Il n’a peut-être pas soulevé le trophée avec le Maroc, mais Yassine Bounou aura été, une nouvelle fois, l’un des grands artisans du parcours des Lions de l’Atlas cet été. Sa prestation XXL en quarts de finale face à l’Équipe de France, ponctuée d’un penalty repoussé à Kylian Mbappé, a forcé le respect de tout un pays — Mike Maignan le premier. À 35 ans, le portier d’Al-Hilal n’a visiblement rien perdu de son immense classe, et cela commence à se savoir sur le marché des transferts. Décryptage en trois points des raisons qui pourraient le ramener sur le Vieux Continent.
#1 Un Mondial référence, ponctué d’un record historique
Le premier argument est aussi le plus évident : la forme sportive. Bounou a livré une Coupe du monde XXL, décisif à chaque tour à élimination directe. Il s’est d’abord montré héroïque lors de la séance de tirs au but face aux Pays-Bas en seizièmes de finale, puis solide contre le Canada en huitièmes, avant de conclure en beauté en quarts face aux Bleus, où il a stoppé une tentative de Kylian Mbappé. Un match dans un match qui a mis en lumière une statistique impressionnante : quatre penaltys arrêtés au total sur la compétition, un record. De quoi rappeler aux recruteurs européens que le natif de Montréal reste, à bientôt 35 ans, l’un des meilleurs portiers de la planète dans les moments à forte pression — exactement le profil qu’un club cherche lorsqu’il doit jouer les premiers rôles en championnat comme en coupe d’Europe.

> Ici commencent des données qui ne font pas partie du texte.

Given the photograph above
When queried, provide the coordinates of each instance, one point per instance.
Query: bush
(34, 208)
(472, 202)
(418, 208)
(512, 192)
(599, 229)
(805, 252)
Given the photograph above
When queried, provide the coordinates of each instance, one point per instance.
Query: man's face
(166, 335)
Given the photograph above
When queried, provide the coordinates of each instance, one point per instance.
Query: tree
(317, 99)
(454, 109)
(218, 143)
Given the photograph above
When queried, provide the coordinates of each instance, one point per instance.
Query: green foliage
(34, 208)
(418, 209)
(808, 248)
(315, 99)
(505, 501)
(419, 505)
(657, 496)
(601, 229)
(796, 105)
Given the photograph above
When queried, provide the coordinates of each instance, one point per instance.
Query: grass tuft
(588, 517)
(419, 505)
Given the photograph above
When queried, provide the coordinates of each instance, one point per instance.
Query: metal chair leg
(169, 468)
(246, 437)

#2 Un besoin concret côté Fenerbahçe, prêt à passer à l’action
Au-delà de la performance pure, c’est surtout un concours de circonstances qui joue en faveur d’un retour en Europe. Selon le quotidien turc Fanatik, Fenerbahçe s’intéresse sérieusement à Bounou pour succéder à Ederson, dont l’avenir chez le club stambouliote s’écrit de plus en plus loin de la Turquie : le gardien brésilien aurait fait savoir sa volonté de relever un nouveau défi, avec la Juventus notamment annoncée sur ses traces. Fenerbahçe a donc entamé la construction d’une liste de gardiens capables d’assumer immédiatement la pression d’un grand club turc engagé sur tous les fronts, championnat comme compétitions européennes — et le nom de Bounou y figure en très bonne position. Reste que rien ne sera simple : le gardien marocain est lié à Al-Hilal jusqu’en 2028 et fait partie des cadres du club saoudien, qui devra être convaincu de le laisser filer.

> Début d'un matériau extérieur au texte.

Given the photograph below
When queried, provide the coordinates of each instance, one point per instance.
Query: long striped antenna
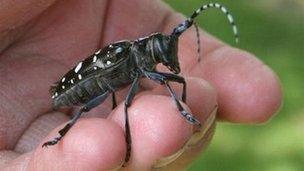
(177, 31)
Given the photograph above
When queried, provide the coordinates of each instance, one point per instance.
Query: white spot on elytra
(230, 18)
(78, 67)
(224, 9)
(94, 59)
(55, 95)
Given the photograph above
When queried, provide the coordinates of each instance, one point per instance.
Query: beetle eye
(118, 50)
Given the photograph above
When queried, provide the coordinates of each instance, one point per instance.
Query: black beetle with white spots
(123, 63)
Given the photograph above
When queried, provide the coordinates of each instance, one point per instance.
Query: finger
(92, 144)
(157, 128)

#3 L’envie de retrouver l’Europe, les coupes continentales et des visages familiers
Enfin, il y a la dimension sportive et humaine d’un possible retour. Bounou n’a plus disputé de compétition européenne depuis son départ de Séville, club avec lequel il avait pourtant soulevé la Ligue Europa à deux reprises, en 2020 puis en 2023. Un retour du côté d’Istanbul lui offrirait l’opportunité de renouer avec cette scène continentale qu’il connaît si bien, dans un club aux ambitions européennes affichées. Ce transfert aurait également une saveur particulière sur le plan personnel : à Fenerbahçe, Bounou retrouverait son compatriote et ami Sofyan Amrabat, de retour de son prêt au Betis Séville, ainsi que des adversaires côtoyés à maintes reprises sur les pelouses européennes ces dernières années, à l’image de Marco Asensio ou N’Golo Kanté.
En bref
Forme sportive éclatante, besoin urgent d’un club en quête d’un successeur à Ederson, et envie de renouer avec la scène européenne : les planètes semblent s’aligner pour offrir à Yassine Bounou un nouveau défi loin de l’Arabie saoudite. Reste à convaincre Al-Hilal de le libérer, et à transformer l’intérêt turc en offre officielle.